Examples with an Inst entity:

let alloc_128:  EntityAlloc<Inst, AllocPolicy128>  = EntityAlloc::new();
let alloc_256:  EntityAlloc<Inst, AllocPolicy256>  = EntityAlloc::new();
let alloc_512:  EntityAlloc<Inst, AllocPolicy512>  = EntityAlloc::new();
let alloc_1024: EntityAlloc<Inst, AllocPolicy1024> = EntityAlloc::new();
let alloc_2048: EntityAlloc<Inst, AllocPolicy2048> = EntityAlloc::new();
let alloc_4096: EntityAlloc<Inst, AllocPolicy4096> = EntityAlloc::new();

let id_128  = alloc_128.allocate (Inst::new(10)); // PtrID<Inst, AllocPolicy128>
let id_256  = alloc_256.allocate (Inst::new(10)); // PtrID<Inst, AllocPolicy256>
let id_512  = alloc_512.allocate (Inst::new(10)); // PtrID<Inst, AllocPolicy512>
let id_1024 = alloc_1024.allocate(Inst::new(10)); // PtrID<Inst, AllocPolicy1024>
let id_2048 = alloc_2048.allocate(Inst::new(10)); // PtrID<Inst, AllocPolicy2048>
let id_4096 = alloc_4096.allocate(Inst::new(10)); // PtrID<Inst, AllocPolicy4096>

The policy on the ID helps prevent accidentally using an ID with an allocator of the wrong capacity.

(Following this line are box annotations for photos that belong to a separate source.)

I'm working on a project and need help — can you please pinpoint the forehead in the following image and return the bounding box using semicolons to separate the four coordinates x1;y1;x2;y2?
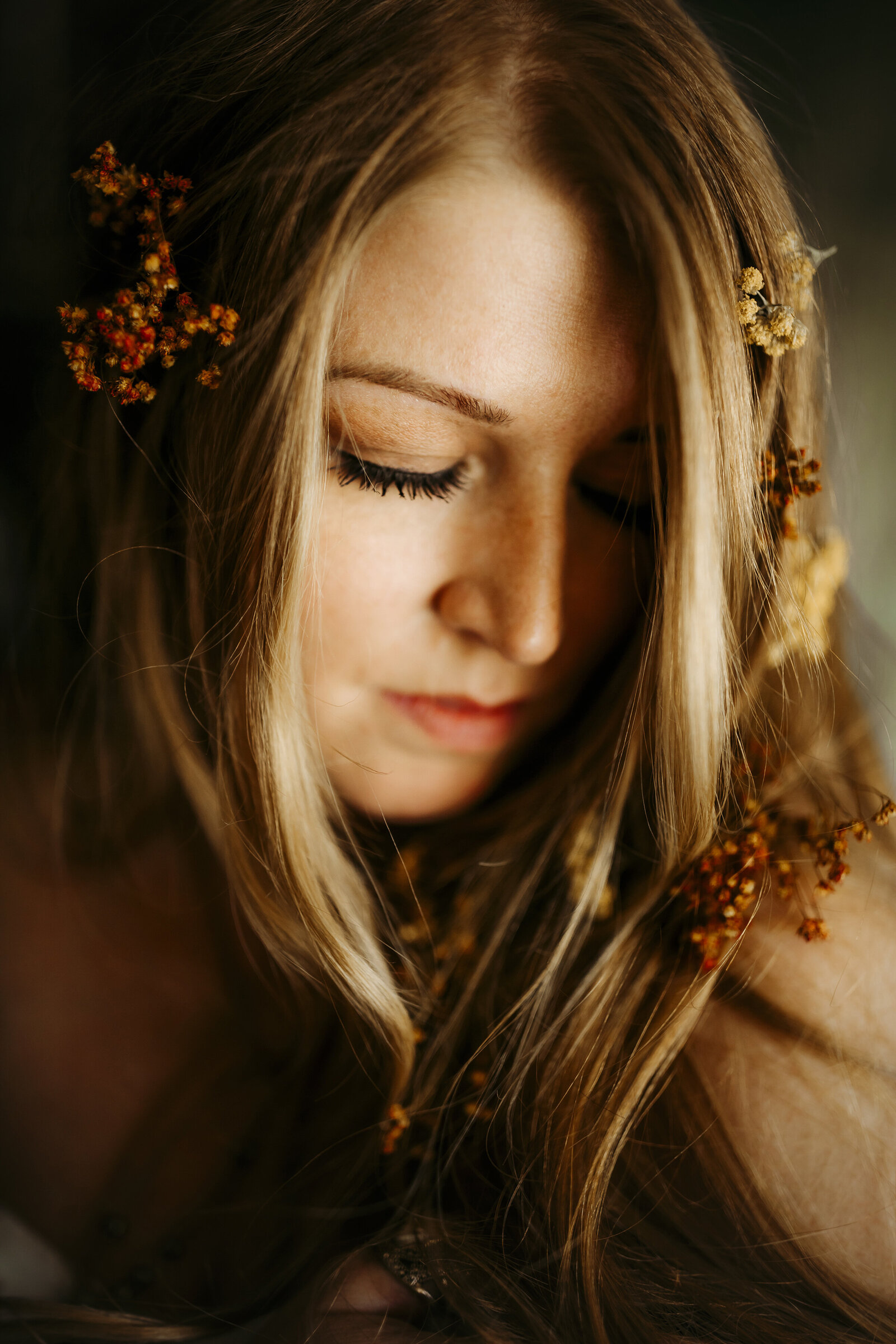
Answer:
334;164;643;424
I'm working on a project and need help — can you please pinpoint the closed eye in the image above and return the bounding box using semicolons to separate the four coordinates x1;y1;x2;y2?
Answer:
332;447;464;500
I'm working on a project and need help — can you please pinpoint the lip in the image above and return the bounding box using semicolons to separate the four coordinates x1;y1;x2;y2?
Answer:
383;691;526;753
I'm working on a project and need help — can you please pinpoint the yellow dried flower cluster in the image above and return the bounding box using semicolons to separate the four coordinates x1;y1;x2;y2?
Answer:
735;230;837;357
736;266;814;357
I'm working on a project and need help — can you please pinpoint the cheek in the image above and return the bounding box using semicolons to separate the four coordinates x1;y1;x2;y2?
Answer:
564;520;653;665
309;483;437;685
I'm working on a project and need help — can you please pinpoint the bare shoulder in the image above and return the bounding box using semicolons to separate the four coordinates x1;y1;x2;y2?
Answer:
693;843;896;1303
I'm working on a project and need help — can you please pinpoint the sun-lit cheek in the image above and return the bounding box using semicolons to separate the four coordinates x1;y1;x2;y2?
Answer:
313;480;446;691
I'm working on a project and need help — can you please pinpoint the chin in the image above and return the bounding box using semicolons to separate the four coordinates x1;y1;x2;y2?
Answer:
330;760;500;823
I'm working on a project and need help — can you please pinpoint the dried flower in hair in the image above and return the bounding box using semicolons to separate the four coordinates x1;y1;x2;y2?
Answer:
59;141;239;406
767;532;849;666
380;1102;411;1156
735;266;809;357
738;266;766;295
679;743;896;972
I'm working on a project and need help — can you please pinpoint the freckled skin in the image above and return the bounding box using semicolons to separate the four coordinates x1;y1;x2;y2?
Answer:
306;165;650;820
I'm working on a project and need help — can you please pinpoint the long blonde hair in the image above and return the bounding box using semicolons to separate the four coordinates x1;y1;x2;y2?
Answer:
12;0;892;1344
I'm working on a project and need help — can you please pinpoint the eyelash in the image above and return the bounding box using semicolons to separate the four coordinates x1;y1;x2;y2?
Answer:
333;449;654;535
334;449;464;500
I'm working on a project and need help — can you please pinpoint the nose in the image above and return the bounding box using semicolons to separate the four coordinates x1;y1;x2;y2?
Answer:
432;498;566;666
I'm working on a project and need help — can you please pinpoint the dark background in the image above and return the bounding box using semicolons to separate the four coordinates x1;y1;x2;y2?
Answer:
0;0;896;741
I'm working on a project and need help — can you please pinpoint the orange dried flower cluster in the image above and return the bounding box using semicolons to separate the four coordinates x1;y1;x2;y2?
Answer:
669;753;896;970
59;141;239;406
380;1102;411;1157
759;447;821;542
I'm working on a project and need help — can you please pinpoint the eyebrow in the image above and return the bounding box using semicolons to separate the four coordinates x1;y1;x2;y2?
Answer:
329;364;513;424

Custom ID wrappers with #[entity_ptr_id]

This attribute generates a newtype wrapper around PtrID<Object, Policy> bound to a fixed policy and, optionally, an allocator type alias.

Example:

#[entity_ptr_id(InstID, policy = 256, allocator_type = InstAllocT)]
#[derive(Debug, Clone, PartialEq, Eq)]
struct Inst { /* fields */ }

fn use_inst_id() {
    // InstAllocT is a type alias for EntityAlloc<Inst, AllocPolicy256>
    let alloc_inst = InstAllocT::new();
    // Returned IDs are wrapped as InstID
    let id = InstID(alloc_inst.allocate(Inst::new(42)));
    // You can project to the object through the allocator
    let data: &Inst = id.deref_alloc(&alloc_inst);
    assert_eq!(data.opcode, 42);
}

Options:

  • policy = NNN | PolicyNNN | AllocPolicyNNN — bind to a specific policy; NNN in [128, 4096].
  • allocator_type = AliasName — emit a type alias for the allocator (type AliasName = EntityAlloc<Object, Policy>). Visibility follows the annotated type.
  • opaque — make the inner PtrID field crate-visible instead of public, reducing accidental exposure.

ID constraints

Library data structures rely on the IPolicyPtrID trait to describe “an ID tied to a particular object and allocator type.” Both raw PtrID<E, P> and any #[entity_ptr_id] wrappers implement it, so you can use containers with either style.

Containers

Built on IPolicyPtrID, the crate provides internally-mutable containers:

  • EntityList<I> — doubly-linked list. Typical for instruction/basic-block lists. Internally mutable; no &mut alloc needed, but misuse can corrupt relationships.
  • EntityRingList<I> — ring list. Useful for def-use sets; attach has no signals, detach does.

Note: In v0.2, container generics flipped from the object type ObjT to the constrained ID type I.


Safety notice

This crate uses unsafe code without formal verification. It is neither general-purpose nor guaranteed safe. Prefer slab unless you truly need these semantics.